Reputation: 405
struct mydata
{
public int id;
public string data;
}
class Program
{
static void Main(string[] args)
{
List<mydata> myc = new List<mydata>();
Stopwatch stopwatch = new Stopwatch();
stopwatch.Start();
for (int i = 0; i < 1000000; i++)
{
mydata d = new mydata();
d.id = i;
d.data = string.Format("DataValue {0}",i);
myc.Add(d);
}
stopwatch.Stop();
Console.WriteLine("End: {0}", stopwatch.ElapsedMilliseconds);
}
Whys is this code above so SLOW..?
On an older laptop the times are:
C# code above: 1500ms
Similar code in Delphi: 450ms....
I then changed the code to a KeyValue/Pair (see below):
Stopwatch stopwatch = new Stopwatch();
stopwatch.Start();
var list = new List<KeyValuePair<int , string>>();
for (int i = 0; i < 1000000; i++)
{
list.Add(new KeyValuePair<int,string>(i, "DataValue" + i));
}
stopwatch.Stop();
Console.WriteLine("End: {0}", stopwatch.ElapsedMilliseconds);
Console.ReadLine();
This improved the time to 1150ms..
If I remove the '+ i' the time is < 300ms
If I try and replace it with a StringBuilder, the timing is similar.

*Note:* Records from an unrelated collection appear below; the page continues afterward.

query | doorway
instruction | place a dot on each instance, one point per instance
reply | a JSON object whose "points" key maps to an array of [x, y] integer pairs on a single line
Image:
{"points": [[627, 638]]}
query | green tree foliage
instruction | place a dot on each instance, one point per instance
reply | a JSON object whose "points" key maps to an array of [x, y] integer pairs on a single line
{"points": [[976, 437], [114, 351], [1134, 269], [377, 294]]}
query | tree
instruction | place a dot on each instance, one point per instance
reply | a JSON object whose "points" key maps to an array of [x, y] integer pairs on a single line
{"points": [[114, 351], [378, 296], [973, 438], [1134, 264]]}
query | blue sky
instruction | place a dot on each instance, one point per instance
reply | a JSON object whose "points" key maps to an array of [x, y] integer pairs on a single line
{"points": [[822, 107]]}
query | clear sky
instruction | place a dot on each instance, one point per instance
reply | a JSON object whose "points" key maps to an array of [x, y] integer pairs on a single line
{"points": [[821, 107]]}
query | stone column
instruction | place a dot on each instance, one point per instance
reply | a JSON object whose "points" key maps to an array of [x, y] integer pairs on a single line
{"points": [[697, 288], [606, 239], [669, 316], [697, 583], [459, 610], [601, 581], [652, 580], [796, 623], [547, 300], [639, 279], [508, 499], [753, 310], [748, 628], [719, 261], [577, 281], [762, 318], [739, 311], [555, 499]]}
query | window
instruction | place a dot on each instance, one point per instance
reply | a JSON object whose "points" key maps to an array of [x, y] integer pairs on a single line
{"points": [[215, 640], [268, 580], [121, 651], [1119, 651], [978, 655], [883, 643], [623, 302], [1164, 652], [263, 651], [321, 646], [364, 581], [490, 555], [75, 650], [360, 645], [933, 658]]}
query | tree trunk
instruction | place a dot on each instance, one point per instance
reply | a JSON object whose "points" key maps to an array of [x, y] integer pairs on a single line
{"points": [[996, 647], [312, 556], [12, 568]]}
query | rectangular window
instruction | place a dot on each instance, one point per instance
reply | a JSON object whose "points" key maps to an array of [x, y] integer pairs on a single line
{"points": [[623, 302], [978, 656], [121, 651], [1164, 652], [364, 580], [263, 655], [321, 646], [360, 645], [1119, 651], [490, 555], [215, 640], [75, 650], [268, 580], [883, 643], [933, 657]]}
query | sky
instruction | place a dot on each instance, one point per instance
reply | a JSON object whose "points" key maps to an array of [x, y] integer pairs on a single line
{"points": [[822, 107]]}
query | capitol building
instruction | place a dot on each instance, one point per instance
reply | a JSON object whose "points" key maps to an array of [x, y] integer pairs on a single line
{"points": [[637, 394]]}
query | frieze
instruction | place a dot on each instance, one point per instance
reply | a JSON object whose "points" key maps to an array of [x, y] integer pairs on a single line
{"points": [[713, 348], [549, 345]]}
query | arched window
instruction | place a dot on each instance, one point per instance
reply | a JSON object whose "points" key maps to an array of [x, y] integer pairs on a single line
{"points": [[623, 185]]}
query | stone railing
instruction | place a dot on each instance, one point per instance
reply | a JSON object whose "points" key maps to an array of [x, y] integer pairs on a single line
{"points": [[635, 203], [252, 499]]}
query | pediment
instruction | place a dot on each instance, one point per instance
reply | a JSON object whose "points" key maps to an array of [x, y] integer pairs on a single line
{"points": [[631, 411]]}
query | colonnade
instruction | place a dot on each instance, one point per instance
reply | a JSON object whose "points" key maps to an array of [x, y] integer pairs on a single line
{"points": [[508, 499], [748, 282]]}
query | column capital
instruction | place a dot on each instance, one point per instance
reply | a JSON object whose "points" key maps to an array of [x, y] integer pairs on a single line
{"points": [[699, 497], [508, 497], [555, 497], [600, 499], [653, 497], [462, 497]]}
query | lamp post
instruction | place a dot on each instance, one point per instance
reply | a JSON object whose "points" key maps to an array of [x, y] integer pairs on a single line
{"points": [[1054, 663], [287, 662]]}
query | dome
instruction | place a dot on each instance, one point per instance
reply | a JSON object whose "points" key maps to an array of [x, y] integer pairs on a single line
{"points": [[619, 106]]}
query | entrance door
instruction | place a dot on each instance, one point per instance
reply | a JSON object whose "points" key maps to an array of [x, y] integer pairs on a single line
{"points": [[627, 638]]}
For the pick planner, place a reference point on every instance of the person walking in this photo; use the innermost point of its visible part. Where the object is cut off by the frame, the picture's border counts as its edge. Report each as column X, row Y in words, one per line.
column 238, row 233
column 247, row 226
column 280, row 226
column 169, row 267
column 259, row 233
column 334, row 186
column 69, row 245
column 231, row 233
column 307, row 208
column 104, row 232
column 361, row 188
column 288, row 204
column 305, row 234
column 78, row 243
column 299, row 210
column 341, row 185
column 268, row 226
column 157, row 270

StringBuilder sb = new StringBuilder();
Stopwatch stopWatch = new Stopwatch();
stopWatch.Start();
var list = new List<KeyValuePair<int, string>>();
for (int i = 0; i < 1000000; i++)
{
sb.Append("DataValue");
sb.Append(i);
list.Add(new KeyValuePair<int, string>(i, sb.ToString()));
sb.Clear();
}
stopWatch.Stop();
Console.WriteLine("End: {0}", stopWatch.ElapsedMilliseconds);
Console.ReadLine();
Is slightly better.. If you remove the sb.Append(i) its very fast..
It would appear that any time you have to add an Int to a string/stringbuilder its VERY SLOW..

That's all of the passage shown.